The 6-foot-8 Meyers led UCLA in scoring at 18.3 points and rebounding at 7.9 in his final season, helping the Bruins to a 28-3 record. He had 24 points and 11 rebounds in their 92-85 victory over Kentucky in the NCAA title game played in his hometown of San Diego.

Meyers Drysdale also played at UCLA during her Hall of Fame career.

Meyers assumed the Bruins’ leadership role during the 1974-75 season after Bill Walton and Jamaal Wilkes had graduated. Playing with sophomores Marques Johnson and Richard Washington, Meyers earned consensus All-America honors. Meyers made the cover of Sports Illustrated after the Bruins won the NCAA title.

“One of the true warriors in (at)UCLAMBB history has gone on to glory,” Johnson wrote on Twitter. “Dave Meyers was our Captain in `75 and as tenacious a player ever. RIP.”

Johnson recalled in other tweets how Meyers called him `MJB’ or Marques Johnson Baby when he was a freshman, and later in the NBA, Meyers was nicknamed “Crash” because he always diving on the floor for loose balls.

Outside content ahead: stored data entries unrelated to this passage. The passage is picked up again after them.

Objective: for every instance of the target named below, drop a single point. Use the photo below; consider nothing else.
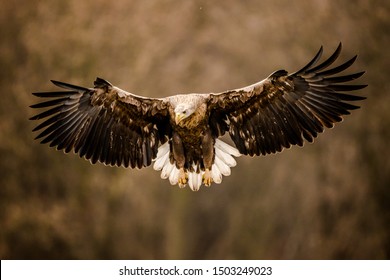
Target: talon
(207, 179)
(182, 178)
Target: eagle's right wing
(103, 123)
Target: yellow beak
(179, 117)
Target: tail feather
(224, 160)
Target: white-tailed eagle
(179, 133)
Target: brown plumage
(180, 133)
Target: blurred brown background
(328, 200)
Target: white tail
(223, 161)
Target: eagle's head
(183, 111)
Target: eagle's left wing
(284, 109)
(103, 123)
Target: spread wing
(284, 109)
(103, 123)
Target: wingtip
(99, 82)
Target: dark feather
(102, 125)
(283, 109)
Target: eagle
(180, 134)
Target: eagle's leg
(178, 154)
(208, 157)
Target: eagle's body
(180, 133)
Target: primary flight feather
(180, 133)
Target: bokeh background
(328, 200)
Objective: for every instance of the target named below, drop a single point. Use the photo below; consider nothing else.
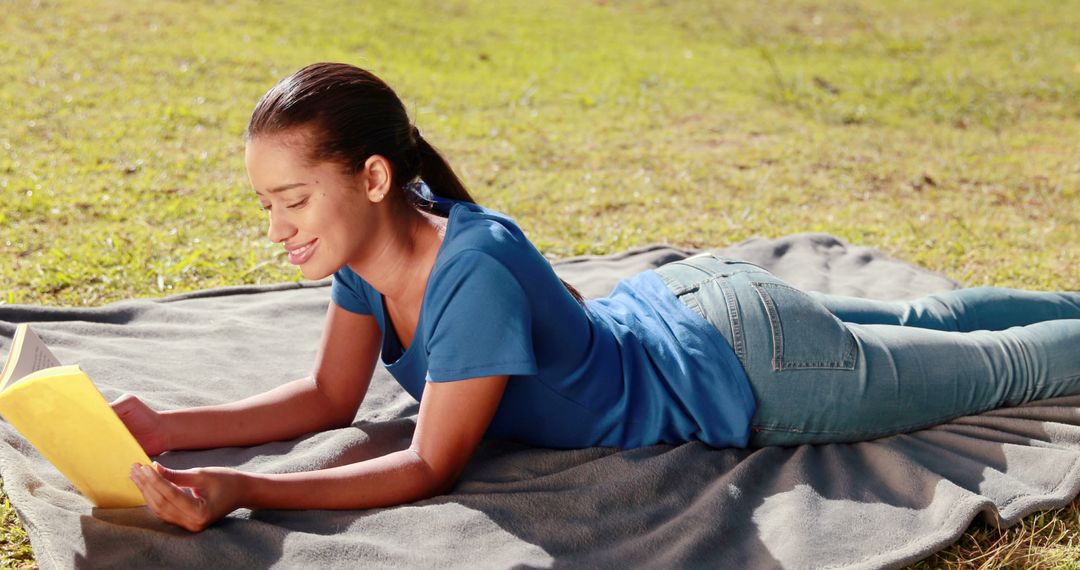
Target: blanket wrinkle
(873, 504)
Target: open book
(61, 411)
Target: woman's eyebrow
(282, 188)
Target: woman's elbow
(433, 480)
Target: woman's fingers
(167, 501)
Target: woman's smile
(299, 254)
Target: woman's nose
(280, 228)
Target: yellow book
(61, 411)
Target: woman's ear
(376, 177)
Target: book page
(28, 354)
(67, 419)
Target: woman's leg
(961, 310)
(817, 379)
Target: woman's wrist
(167, 431)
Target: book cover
(61, 411)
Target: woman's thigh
(817, 379)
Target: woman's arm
(328, 398)
(453, 419)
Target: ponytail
(353, 114)
(436, 173)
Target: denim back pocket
(805, 335)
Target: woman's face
(321, 214)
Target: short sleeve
(349, 292)
(480, 321)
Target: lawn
(943, 133)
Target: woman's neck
(401, 266)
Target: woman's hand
(192, 499)
(143, 422)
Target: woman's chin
(312, 272)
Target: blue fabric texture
(632, 369)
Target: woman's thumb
(184, 478)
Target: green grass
(944, 133)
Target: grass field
(946, 134)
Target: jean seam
(734, 321)
(778, 338)
(847, 361)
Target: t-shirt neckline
(390, 338)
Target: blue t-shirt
(632, 369)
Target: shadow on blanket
(873, 504)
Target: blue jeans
(827, 368)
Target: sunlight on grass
(946, 134)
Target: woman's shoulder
(472, 227)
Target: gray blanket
(874, 504)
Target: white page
(31, 355)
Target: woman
(472, 321)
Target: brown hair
(352, 114)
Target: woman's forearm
(394, 478)
(283, 412)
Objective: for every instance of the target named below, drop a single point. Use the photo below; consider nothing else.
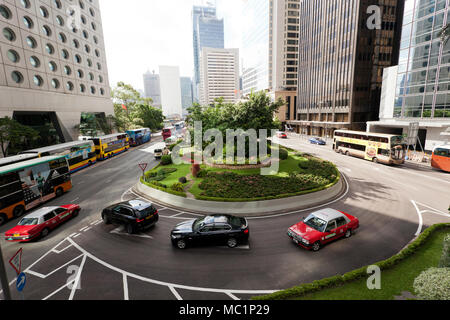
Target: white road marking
(175, 293)
(125, 288)
(77, 279)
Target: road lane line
(175, 293)
(77, 279)
(125, 288)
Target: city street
(394, 204)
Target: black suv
(211, 230)
(135, 215)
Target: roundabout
(115, 265)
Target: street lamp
(3, 277)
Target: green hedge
(351, 276)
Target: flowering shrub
(433, 284)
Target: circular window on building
(38, 81)
(17, 77)
(31, 42)
(9, 34)
(49, 48)
(69, 86)
(55, 83)
(25, 3)
(13, 56)
(34, 61)
(67, 70)
(28, 22)
(5, 12)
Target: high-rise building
(186, 94)
(208, 31)
(152, 88)
(52, 70)
(418, 89)
(219, 75)
(344, 47)
(170, 91)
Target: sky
(141, 35)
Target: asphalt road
(393, 205)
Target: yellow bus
(79, 154)
(27, 184)
(108, 146)
(375, 147)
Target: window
(331, 226)
(9, 34)
(341, 222)
(5, 12)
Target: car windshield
(28, 222)
(315, 223)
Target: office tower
(186, 94)
(51, 70)
(219, 75)
(344, 47)
(170, 91)
(418, 89)
(208, 31)
(152, 88)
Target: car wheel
(44, 233)
(59, 192)
(106, 219)
(316, 246)
(232, 243)
(349, 233)
(181, 244)
(130, 229)
(18, 211)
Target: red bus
(167, 132)
(441, 158)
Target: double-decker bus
(16, 159)
(139, 136)
(108, 146)
(79, 154)
(441, 158)
(27, 184)
(167, 132)
(375, 147)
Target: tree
(445, 34)
(13, 132)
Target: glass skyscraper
(208, 31)
(423, 82)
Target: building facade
(418, 89)
(219, 75)
(170, 91)
(53, 64)
(344, 47)
(186, 94)
(152, 88)
(208, 31)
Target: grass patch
(398, 274)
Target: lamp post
(4, 278)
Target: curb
(244, 209)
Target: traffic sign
(16, 261)
(21, 281)
(143, 166)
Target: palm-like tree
(445, 34)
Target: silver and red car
(322, 227)
(41, 222)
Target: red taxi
(41, 222)
(322, 227)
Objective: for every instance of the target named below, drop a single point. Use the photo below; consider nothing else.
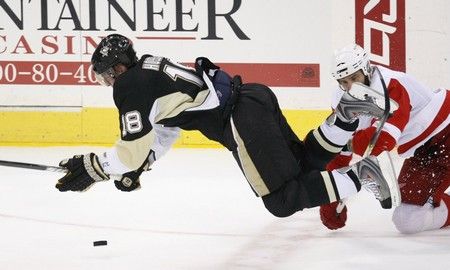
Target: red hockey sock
(446, 198)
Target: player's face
(108, 77)
(346, 82)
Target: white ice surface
(195, 211)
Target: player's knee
(285, 201)
(409, 218)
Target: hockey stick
(380, 124)
(39, 167)
(32, 166)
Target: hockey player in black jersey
(157, 97)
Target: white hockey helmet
(349, 60)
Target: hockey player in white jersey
(157, 97)
(418, 129)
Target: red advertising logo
(380, 29)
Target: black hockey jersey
(156, 98)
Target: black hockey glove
(83, 172)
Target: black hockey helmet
(112, 50)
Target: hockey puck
(100, 243)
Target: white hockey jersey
(421, 114)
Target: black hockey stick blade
(32, 166)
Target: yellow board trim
(100, 126)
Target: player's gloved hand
(330, 218)
(83, 172)
(362, 138)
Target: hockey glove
(330, 218)
(130, 180)
(83, 172)
(362, 138)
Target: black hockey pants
(270, 154)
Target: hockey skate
(363, 100)
(371, 177)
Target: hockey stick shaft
(39, 167)
(374, 139)
(32, 166)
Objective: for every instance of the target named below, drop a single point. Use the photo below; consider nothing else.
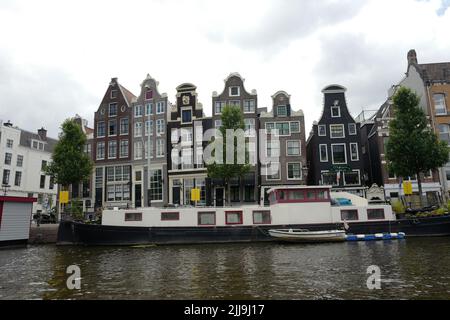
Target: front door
(176, 195)
(138, 196)
(219, 197)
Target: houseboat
(315, 208)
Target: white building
(23, 156)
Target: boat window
(170, 216)
(261, 217)
(374, 214)
(133, 216)
(296, 195)
(207, 218)
(349, 214)
(233, 217)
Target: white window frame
(287, 171)
(357, 151)
(343, 131)
(345, 152)
(359, 178)
(326, 152)
(299, 148)
(339, 111)
(234, 95)
(353, 125)
(318, 130)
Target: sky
(57, 57)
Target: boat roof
(299, 187)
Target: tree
(412, 148)
(232, 119)
(70, 164)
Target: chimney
(42, 133)
(412, 57)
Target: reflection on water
(410, 269)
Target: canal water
(413, 268)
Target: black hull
(74, 233)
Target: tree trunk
(419, 185)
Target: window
(138, 129)
(112, 111)
(112, 149)
(42, 182)
(160, 107)
(160, 148)
(375, 214)
(335, 112)
(323, 152)
(124, 126)
(349, 215)
(8, 157)
(123, 148)
(354, 156)
(138, 150)
(18, 178)
(293, 148)
(444, 133)
(100, 150)
(322, 130)
(148, 108)
(233, 217)
(329, 179)
(156, 193)
(112, 128)
(234, 91)
(249, 106)
(352, 129)
(186, 116)
(352, 178)
(133, 216)
(439, 104)
(218, 108)
(101, 129)
(137, 111)
(160, 126)
(19, 161)
(261, 217)
(294, 171)
(206, 218)
(295, 127)
(338, 153)
(6, 173)
(170, 216)
(149, 94)
(337, 131)
(282, 111)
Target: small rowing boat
(303, 235)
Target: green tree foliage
(232, 118)
(413, 148)
(70, 164)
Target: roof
(435, 71)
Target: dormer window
(149, 94)
(235, 91)
(282, 111)
(335, 111)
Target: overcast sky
(58, 56)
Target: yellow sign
(64, 197)
(195, 195)
(407, 187)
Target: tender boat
(316, 208)
(302, 235)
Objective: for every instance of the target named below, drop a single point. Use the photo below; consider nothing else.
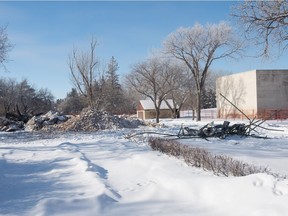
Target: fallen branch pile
(220, 165)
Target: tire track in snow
(101, 172)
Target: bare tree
(5, 46)
(198, 47)
(151, 78)
(265, 22)
(179, 86)
(83, 67)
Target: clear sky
(44, 33)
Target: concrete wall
(257, 93)
(151, 114)
(240, 89)
(272, 89)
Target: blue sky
(44, 33)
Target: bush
(221, 165)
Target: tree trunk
(157, 115)
(198, 106)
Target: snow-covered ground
(102, 173)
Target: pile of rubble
(10, 125)
(87, 120)
(93, 120)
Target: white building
(258, 93)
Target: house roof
(148, 104)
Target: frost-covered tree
(198, 47)
(113, 91)
(23, 99)
(264, 22)
(72, 104)
(83, 66)
(151, 78)
(5, 46)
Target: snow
(102, 173)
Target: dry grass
(221, 165)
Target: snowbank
(105, 174)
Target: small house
(146, 109)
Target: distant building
(258, 93)
(146, 109)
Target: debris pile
(219, 130)
(93, 120)
(10, 125)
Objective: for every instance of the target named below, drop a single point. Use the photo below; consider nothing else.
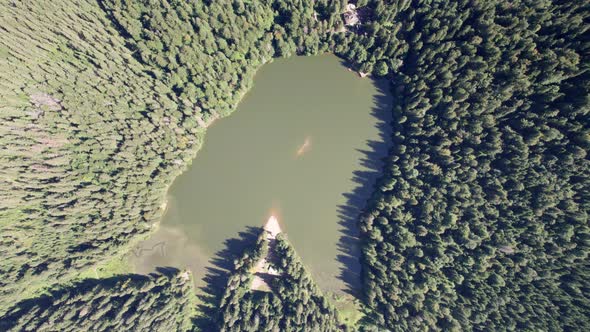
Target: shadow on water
(348, 214)
(217, 274)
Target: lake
(304, 145)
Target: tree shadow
(217, 274)
(349, 244)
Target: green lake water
(298, 146)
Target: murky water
(298, 146)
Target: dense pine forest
(159, 302)
(294, 302)
(478, 222)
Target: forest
(294, 302)
(479, 220)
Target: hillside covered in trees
(158, 302)
(292, 303)
(479, 221)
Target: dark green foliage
(89, 144)
(295, 303)
(480, 221)
(159, 302)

As a junior, Meyers started on a front line featuring future Hall of Famers Walton and Wilkes.

Meyers was a reserve as a sophomore on the Bruins’ 1973 NCAA title team during the school’s run of 10 national titles in 12 years under Wooden. The team went 30-0 and capped the season by beating Memphis 87-66 in the championship game, when Meyers had four points and three rebounds.

In 1975, Meyers, along with Elmore Smith, Junior Bridgeman and Brian Winters, was traded to Milwaukee for Abdul-Jabbar and Walt Wesley.

During the 1977-78 season, Meyers was reunited with Johnson on the Bucks and averaged a career-best 14.7 points. He missed the next year with a back injury. Meyers returned in 1979-80 to average 12.1 points and 5.7 rebounds in helping the Bucks win a division title.

Born David William Meyers, he was one of 11 children. His father, Bob, was a standout basketball player and team captain at Marquette in the 1940s. The younger Meyers averaged 22.7 points as a senior at Sonora High in La Habra, California.

Meyers made a surprise announcement in 1980 that he was retiring from basketball to spend more time with his family. He later earned his teaching certificate and taught sixth grade for several years in Lake Elsinore, California.

He is survived by his wife, Linda, whom he married in 1975, and daughter Crystal and son Sean.